Mingo express : Monsieur le président du Morena, le rapport final du Dialogue national inclusif a été remis récemment au président de la transition par le président du bureau dudit dialogue, Mgr Jean Patrick Iba-ba, Archevêque métropolitain de Libreville. Dans ce document, il est retenu que les partis politiques légalement reconnus sont suspendus en attendant la mise en place de nouvelles règles régissant la création et le maintien des partis politiques. Qu’en pensez-vous ?
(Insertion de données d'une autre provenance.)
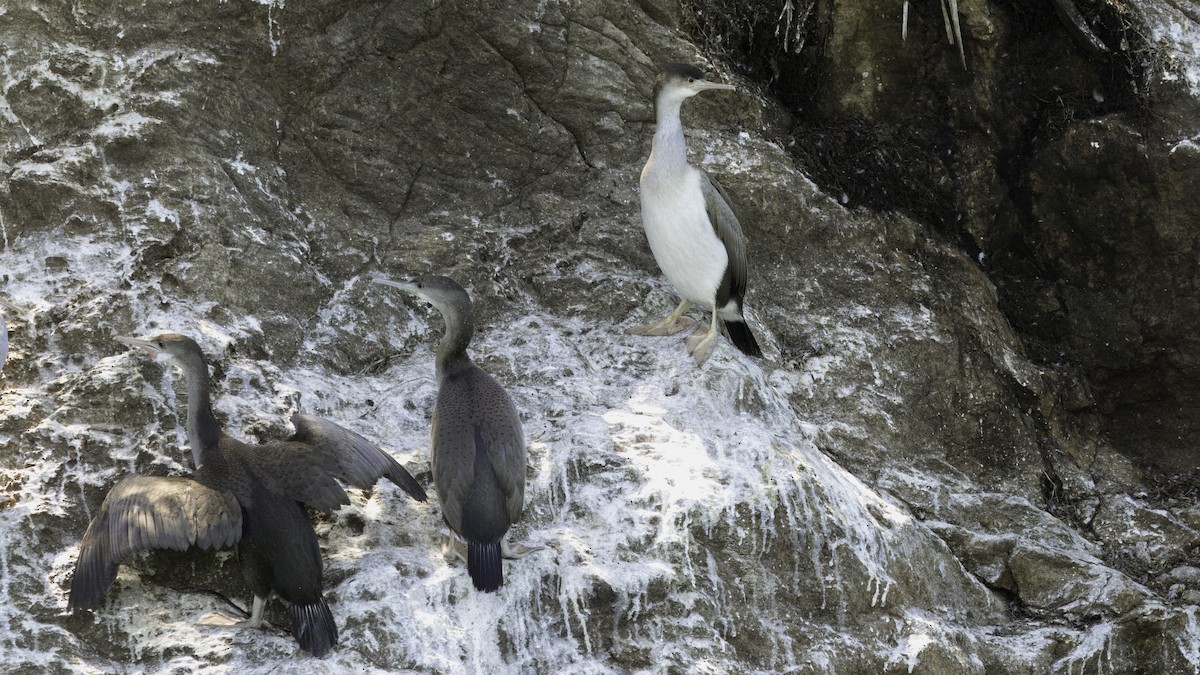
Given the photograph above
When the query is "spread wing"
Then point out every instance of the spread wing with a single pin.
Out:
(294, 470)
(143, 513)
(351, 457)
(729, 231)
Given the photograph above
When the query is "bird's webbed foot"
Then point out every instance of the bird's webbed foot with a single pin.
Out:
(673, 323)
(700, 344)
(223, 620)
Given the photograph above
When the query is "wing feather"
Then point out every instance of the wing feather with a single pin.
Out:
(143, 513)
(351, 457)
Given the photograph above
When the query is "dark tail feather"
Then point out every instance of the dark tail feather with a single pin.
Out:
(485, 567)
(742, 338)
(312, 625)
(91, 579)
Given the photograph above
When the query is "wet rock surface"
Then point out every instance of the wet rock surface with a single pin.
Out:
(906, 483)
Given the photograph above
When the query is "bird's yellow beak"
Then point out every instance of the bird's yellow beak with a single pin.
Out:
(150, 348)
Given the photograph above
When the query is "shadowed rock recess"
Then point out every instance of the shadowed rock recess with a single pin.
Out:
(970, 446)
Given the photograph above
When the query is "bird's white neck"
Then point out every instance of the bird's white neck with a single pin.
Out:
(670, 150)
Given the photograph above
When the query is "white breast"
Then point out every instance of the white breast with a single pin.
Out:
(681, 234)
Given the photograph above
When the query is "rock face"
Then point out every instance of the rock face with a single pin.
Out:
(906, 482)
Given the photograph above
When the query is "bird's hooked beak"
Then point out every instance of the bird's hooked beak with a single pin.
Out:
(11, 306)
(150, 348)
(703, 84)
(406, 286)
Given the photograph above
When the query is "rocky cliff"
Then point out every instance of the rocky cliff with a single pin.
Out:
(970, 447)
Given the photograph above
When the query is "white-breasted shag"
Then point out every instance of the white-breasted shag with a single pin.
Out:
(690, 225)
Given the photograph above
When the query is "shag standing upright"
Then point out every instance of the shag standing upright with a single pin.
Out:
(693, 231)
(250, 495)
(477, 444)
(4, 330)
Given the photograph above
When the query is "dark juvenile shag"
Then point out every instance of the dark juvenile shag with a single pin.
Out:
(250, 495)
(690, 225)
(477, 444)
(4, 330)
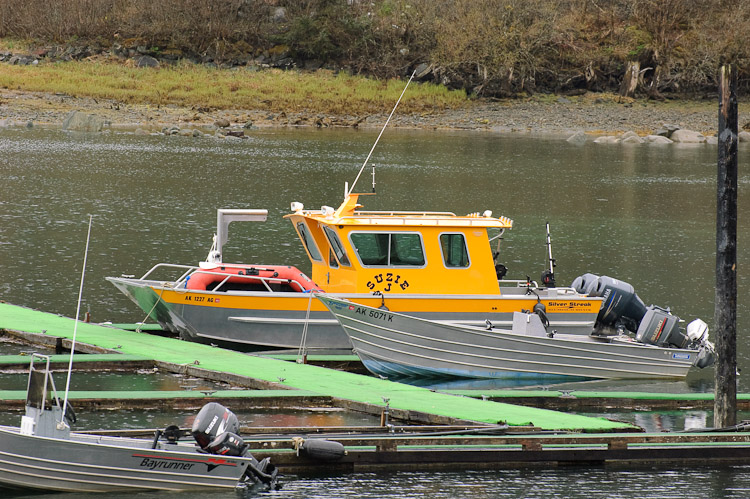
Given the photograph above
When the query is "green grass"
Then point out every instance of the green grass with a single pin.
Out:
(193, 85)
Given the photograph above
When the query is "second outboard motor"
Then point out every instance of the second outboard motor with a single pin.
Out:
(661, 328)
(227, 444)
(620, 301)
(213, 420)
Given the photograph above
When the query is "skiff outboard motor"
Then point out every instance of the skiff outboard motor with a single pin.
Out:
(216, 429)
(213, 420)
(621, 306)
(659, 327)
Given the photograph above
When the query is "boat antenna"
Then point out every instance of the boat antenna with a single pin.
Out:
(548, 276)
(75, 327)
(378, 139)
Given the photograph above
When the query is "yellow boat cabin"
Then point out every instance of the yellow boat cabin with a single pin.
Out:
(356, 251)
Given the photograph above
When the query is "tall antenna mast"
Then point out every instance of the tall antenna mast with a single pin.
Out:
(376, 140)
(75, 327)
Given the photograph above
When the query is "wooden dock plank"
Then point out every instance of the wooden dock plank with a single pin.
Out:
(404, 400)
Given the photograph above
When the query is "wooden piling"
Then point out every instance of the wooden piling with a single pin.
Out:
(725, 307)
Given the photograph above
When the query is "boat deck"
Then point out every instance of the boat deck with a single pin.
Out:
(406, 403)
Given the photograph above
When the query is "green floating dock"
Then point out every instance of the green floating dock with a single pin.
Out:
(308, 378)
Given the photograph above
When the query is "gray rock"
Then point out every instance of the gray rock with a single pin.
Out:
(578, 138)
(81, 122)
(688, 136)
(657, 139)
(631, 139)
(667, 130)
(606, 139)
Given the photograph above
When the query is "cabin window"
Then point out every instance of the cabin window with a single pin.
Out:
(455, 253)
(337, 247)
(309, 242)
(388, 249)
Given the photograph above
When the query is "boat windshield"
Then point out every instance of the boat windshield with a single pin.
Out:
(337, 247)
(384, 249)
(309, 242)
(455, 253)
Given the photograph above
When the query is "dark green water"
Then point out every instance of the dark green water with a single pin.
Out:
(643, 214)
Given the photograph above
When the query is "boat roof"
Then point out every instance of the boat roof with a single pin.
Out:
(347, 214)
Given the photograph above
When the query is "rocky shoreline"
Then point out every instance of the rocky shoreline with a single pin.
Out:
(595, 116)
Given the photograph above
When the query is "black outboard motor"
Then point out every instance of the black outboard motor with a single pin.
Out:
(620, 304)
(216, 430)
(213, 420)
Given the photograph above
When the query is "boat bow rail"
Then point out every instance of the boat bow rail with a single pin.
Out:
(217, 277)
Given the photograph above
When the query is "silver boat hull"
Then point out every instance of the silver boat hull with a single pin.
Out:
(394, 344)
(281, 320)
(88, 463)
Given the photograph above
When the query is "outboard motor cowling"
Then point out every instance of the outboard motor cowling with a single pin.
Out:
(213, 420)
(227, 444)
(620, 303)
(661, 328)
(582, 283)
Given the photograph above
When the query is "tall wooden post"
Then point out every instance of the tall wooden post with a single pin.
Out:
(725, 308)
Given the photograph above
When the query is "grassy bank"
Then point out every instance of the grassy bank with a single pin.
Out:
(198, 86)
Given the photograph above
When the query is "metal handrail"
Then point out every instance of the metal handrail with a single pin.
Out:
(264, 280)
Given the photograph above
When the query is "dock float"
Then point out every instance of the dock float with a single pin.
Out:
(352, 391)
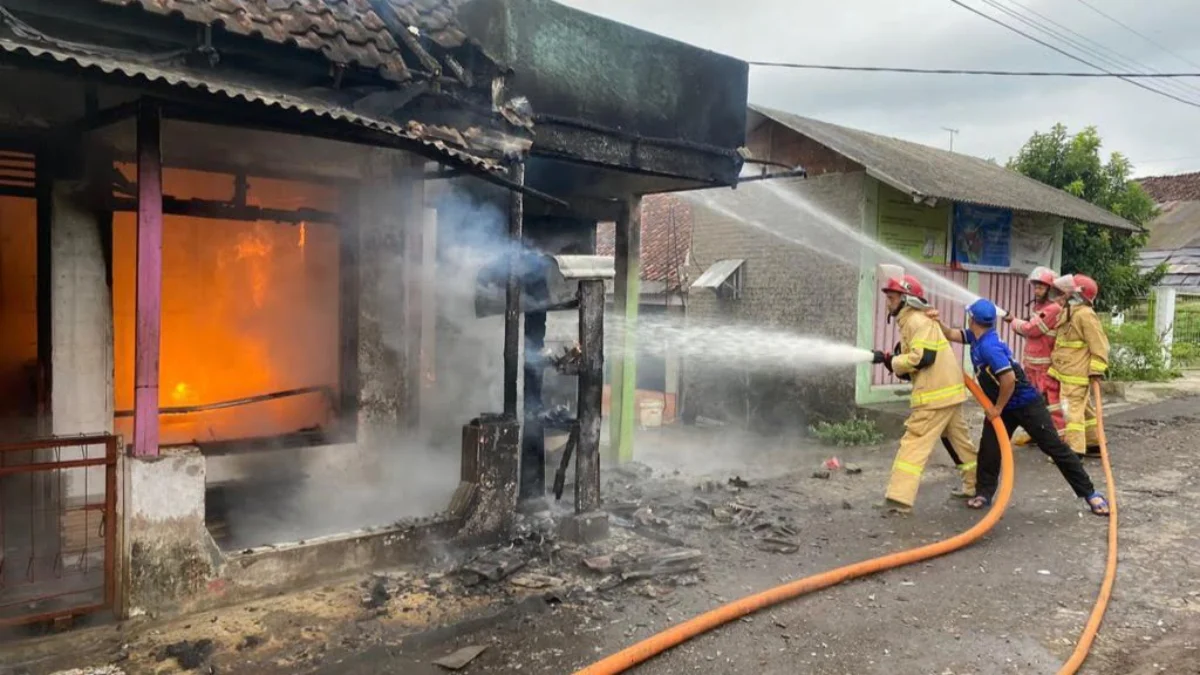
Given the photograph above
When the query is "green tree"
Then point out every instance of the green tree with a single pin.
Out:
(1073, 163)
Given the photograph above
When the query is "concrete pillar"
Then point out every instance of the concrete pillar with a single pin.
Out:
(627, 287)
(1164, 318)
(383, 335)
(169, 555)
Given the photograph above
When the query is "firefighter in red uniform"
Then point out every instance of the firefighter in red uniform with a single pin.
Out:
(1039, 332)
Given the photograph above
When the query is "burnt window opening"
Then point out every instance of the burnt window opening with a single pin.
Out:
(253, 334)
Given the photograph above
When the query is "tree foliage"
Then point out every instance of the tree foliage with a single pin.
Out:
(1073, 163)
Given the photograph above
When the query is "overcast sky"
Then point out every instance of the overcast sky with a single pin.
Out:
(994, 115)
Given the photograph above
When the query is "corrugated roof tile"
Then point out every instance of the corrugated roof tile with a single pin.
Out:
(346, 31)
(258, 93)
(666, 239)
(931, 172)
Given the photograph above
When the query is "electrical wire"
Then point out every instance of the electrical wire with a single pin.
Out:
(1072, 57)
(973, 72)
(1107, 55)
(1139, 34)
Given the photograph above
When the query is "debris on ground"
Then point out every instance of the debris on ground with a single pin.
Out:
(778, 545)
(492, 567)
(670, 561)
(646, 518)
(187, 653)
(461, 658)
(378, 596)
(251, 641)
(534, 580)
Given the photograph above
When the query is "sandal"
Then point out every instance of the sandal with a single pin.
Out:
(978, 502)
(1098, 505)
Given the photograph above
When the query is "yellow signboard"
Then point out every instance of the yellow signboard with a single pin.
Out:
(911, 230)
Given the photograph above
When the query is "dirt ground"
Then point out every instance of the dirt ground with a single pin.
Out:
(1012, 603)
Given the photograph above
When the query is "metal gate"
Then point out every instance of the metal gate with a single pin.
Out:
(58, 527)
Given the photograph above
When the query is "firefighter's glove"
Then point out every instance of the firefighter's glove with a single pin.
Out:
(883, 358)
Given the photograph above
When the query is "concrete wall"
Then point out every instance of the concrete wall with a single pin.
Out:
(82, 333)
(785, 286)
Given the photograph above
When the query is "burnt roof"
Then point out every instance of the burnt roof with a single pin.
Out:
(346, 31)
(447, 144)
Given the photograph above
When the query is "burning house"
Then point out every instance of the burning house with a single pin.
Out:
(239, 260)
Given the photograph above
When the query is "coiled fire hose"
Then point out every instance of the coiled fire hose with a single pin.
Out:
(672, 637)
(1110, 568)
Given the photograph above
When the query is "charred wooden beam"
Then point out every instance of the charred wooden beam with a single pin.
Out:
(148, 334)
(225, 210)
(348, 309)
(533, 438)
(43, 189)
(587, 455)
(513, 296)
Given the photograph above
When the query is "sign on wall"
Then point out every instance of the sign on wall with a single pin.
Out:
(1033, 245)
(915, 231)
(982, 238)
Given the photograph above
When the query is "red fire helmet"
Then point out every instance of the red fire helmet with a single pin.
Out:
(1087, 287)
(906, 285)
(1066, 285)
(1043, 275)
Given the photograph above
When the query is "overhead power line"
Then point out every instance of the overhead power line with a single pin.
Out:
(969, 71)
(1139, 34)
(1080, 43)
(1073, 57)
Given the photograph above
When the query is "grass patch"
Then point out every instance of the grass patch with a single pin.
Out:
(855, 431)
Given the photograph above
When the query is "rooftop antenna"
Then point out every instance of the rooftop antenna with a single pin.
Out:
(953, 132)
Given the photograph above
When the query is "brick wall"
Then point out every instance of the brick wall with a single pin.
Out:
(785, 286)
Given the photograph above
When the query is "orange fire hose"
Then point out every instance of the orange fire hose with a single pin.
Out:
(683, 632)
(672, 637)
(1110, 572)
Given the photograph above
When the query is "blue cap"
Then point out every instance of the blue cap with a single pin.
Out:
(983, 311)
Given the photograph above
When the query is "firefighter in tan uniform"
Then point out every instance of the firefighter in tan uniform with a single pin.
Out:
(1080, 354)
(937, 394)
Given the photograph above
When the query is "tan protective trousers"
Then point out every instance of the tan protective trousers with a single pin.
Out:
(1080, 414)
(923, 429)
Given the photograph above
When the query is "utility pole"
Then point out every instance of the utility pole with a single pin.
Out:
(953, 132)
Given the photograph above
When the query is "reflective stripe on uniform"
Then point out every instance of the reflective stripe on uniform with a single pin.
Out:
(923, 398)
(933, 346)
(1067, 378)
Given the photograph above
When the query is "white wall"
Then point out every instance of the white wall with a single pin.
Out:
(82, 333)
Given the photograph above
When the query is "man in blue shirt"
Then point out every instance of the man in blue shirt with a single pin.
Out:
(1015, 401)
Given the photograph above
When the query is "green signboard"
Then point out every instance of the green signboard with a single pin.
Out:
(911, 230)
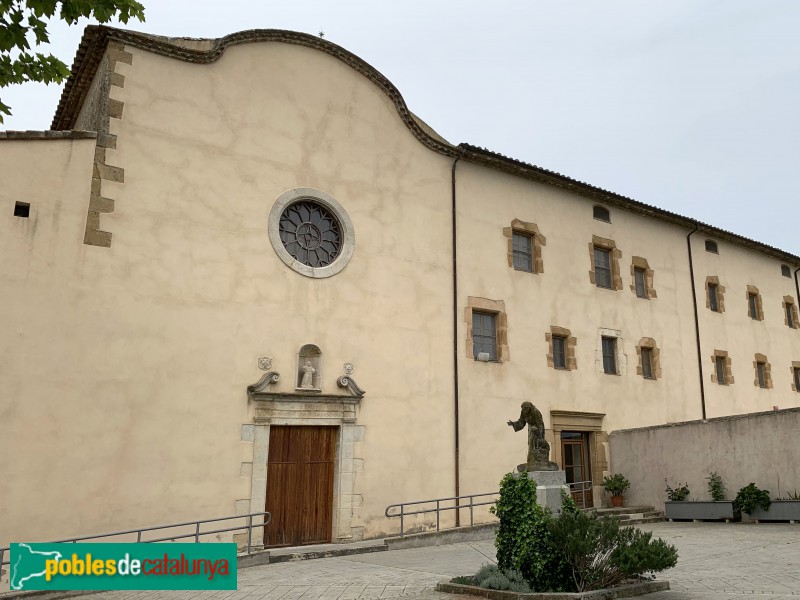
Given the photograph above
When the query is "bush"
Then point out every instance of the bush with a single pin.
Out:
(523, 539)
(749, 497)
(598, 554)
(616, 484)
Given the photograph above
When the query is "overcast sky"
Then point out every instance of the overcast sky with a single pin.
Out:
(689, 105)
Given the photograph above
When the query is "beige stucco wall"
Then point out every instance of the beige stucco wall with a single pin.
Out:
(130, 362)
(760, 448)
(742, 337)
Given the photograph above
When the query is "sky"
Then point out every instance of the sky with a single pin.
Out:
(689, 105)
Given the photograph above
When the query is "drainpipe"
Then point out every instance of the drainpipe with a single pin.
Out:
(455, 333)
(796, 284)
(697, 322)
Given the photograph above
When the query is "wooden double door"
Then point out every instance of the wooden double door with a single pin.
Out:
(300, 470)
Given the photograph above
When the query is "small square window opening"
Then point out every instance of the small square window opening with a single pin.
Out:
(601, 213)
(602, 267)
(22, 209)
(559, 352)
(712, 297)
(484, 334)
(720, 365)
(609, 355)
(639, 278)
(523, 252)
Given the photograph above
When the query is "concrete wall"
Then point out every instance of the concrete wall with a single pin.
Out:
(760, 448)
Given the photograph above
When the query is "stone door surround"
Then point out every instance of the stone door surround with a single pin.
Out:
(300, 408)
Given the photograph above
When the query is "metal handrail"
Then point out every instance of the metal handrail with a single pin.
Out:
(439, 508)
(196, 535)
(586, 486)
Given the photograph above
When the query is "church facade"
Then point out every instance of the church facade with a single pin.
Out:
(240, 274)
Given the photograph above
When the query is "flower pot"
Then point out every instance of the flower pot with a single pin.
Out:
(701, 511)
(779, 510)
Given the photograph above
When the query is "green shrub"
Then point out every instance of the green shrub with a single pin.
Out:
(599, 554)
(616, 484)
(677, 494)
(523, 540)
(749, 497)
(492, 578)
(715, 486)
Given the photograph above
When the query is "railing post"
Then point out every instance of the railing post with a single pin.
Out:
(249, 532)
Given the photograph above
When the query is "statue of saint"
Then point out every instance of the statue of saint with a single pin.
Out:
(538, 448)
(307, 382)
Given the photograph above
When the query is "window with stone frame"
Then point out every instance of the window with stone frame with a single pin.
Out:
(605, 257)
(755, 308)
(763, 371)
(561, 349)
(525, 243)
(642, 278)
(722, 373)
(487, 328)
(649, 365)
(790, 313)
(715, 295)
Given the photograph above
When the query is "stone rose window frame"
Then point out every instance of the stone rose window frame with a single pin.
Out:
(640, 264)
(713, 282)
(727, 371)
(538, 241)
(762, 364)
(570, 342)
(496, 308)
(655, 359)
(790, 308)
(752, 292)
(615, 256)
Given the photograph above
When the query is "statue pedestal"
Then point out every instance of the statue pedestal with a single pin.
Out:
(548, 488)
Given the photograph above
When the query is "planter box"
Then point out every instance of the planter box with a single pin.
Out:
(701, 511)
(779, 510)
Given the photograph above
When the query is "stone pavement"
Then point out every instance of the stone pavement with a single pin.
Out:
(716, 561)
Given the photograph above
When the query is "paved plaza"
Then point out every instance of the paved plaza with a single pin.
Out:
(716, 562)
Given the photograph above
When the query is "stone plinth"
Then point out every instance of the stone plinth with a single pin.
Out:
(548, 488)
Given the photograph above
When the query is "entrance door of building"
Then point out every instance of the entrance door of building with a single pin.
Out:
(575, 462)
(300, 485)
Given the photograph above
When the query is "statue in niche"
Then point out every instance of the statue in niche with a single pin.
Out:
(538, 448)
(307, 381)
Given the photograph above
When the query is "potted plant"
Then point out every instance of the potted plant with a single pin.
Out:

Luc Bengono Nsi : D’abord, le dialogue ne prend pas de décision. Il prend des résolutions qui peuvent être considérées comme des propositions. Des recommandations ne peuvent pas être considérées aujourd’hui comme des résolutions d’Etat. Deuxièmement, je me pose la question de savoir pour quelle raison suspend-on tous les partis politiques en attendant de nouvelles dispositions. En plus de ça, s’il y a un nombre pléthorique de partis politiques au Gabon, c’est le Parti démocratique gabonais (PDG) qui a accepté de reconnaître plus de 100 partis politiques. La reconnaissance des partis était devenue comme un petit jeu. Et, partant, les partis politiques qui se battent pour le Gabon comme le Morena que je préside. Pourquoi on suspendait ces partis politiques ? Je me suis d’abord opposé. J’ai donné mon avis en attendant que le PDG soit suspendu et avant que les principaux responsables qui ont géré ce pays ne passent devant les tribunaux parce qu’il y a des actes graves qui ont été posés. Veut-on entraîner dans cette décision tous les autres partis politiques du Gabon ? C’est une interrogation. En plus de ça, vous supprimez les partis politiques. Que veut-on créer dans notre pays : la dictature ou la démocratie ? Quand on est en démocratie, on évoque également la réalité de certains partis politiques. Ce qui est vrai, c’est que dans les pays francophones, il y a une pléthore de partis politiques alors que dans la plupart des pays anglophones, les partis politiques sont en grande partie au nombre de deux. Ce qui fait que ceux-là sont plus disciplinés que nous. Je ne vois pas à quoi servent plus de 100 partis politiques au Gabon. Pour moi, ceux qui les créent ou ceux qui les font créer visent en premier le franc électoral. Je pense qu’il n’y a pas de raison de mettre les partis politiques en sourdine et dire que c’est dès qu’on aura terminé de mettre en place les conditions d’existence des partis politiques qu’ils pourront reprendre leurs activités. Les partis politiques disparaîtront d’eux-mêmes, à mon humble avis, parce qu’il faudrait répondre aux nouvelles conditions que l’Etat posera. C’est ce que je peux dire très succinctement.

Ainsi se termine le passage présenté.